The new rating will likely raise borrowing costs, though it is still the fifth highest on Moody’s investment grade scale.
The agency warned that China’s economy-wide debt is expected to rise further over the coming years while the government’s direct debt burden rises to 45 percent of the economy by 2020 from about 40 percent in 2018.
Moody’s said Beijing’s economic reform program won’t suffice to offset the rising debt level, given the authorities’ tendency to use debt-fueled stimulus to spur growth.
“The planned reform program is likely to slow, but not prevent, the rise in leverage,” Moody’s said. “The importance the authorities attach to maintaining robust growth will result in sustained policy stimulus, given the growing structural impediments to achieving current growth targets. Such stimulus will contribute to rising debt across the economy as a whole.”

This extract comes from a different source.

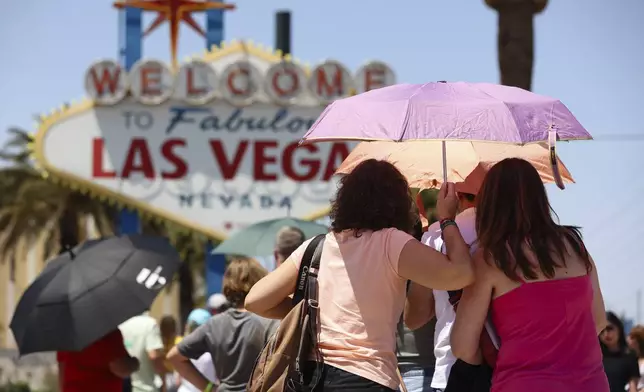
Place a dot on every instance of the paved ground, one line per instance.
(39, 370)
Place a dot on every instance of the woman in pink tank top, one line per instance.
(539, 284)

However, the agency changed its outlook to stable from negative, saying risks are now balanced and growth will likely remain relatively strong.
Moody’s expects China’s economy, the world’s second biggest, to continue gradually slowing, with potential economic growth declining to close to 5 percent over the next five years. Growth hit 10.6 percent in 2010 before sliding to a near-three decade low of 6.7 percent last year.
The rapid rise in Chinese debt since the 2008 global crisis has prompted warnings it will drag on growth and threaten banks. Beijing has cited reducing financial risk as a top priority this year but private sector analysts say it is moving too slowly in clearing away a backlog of nonperforming loans.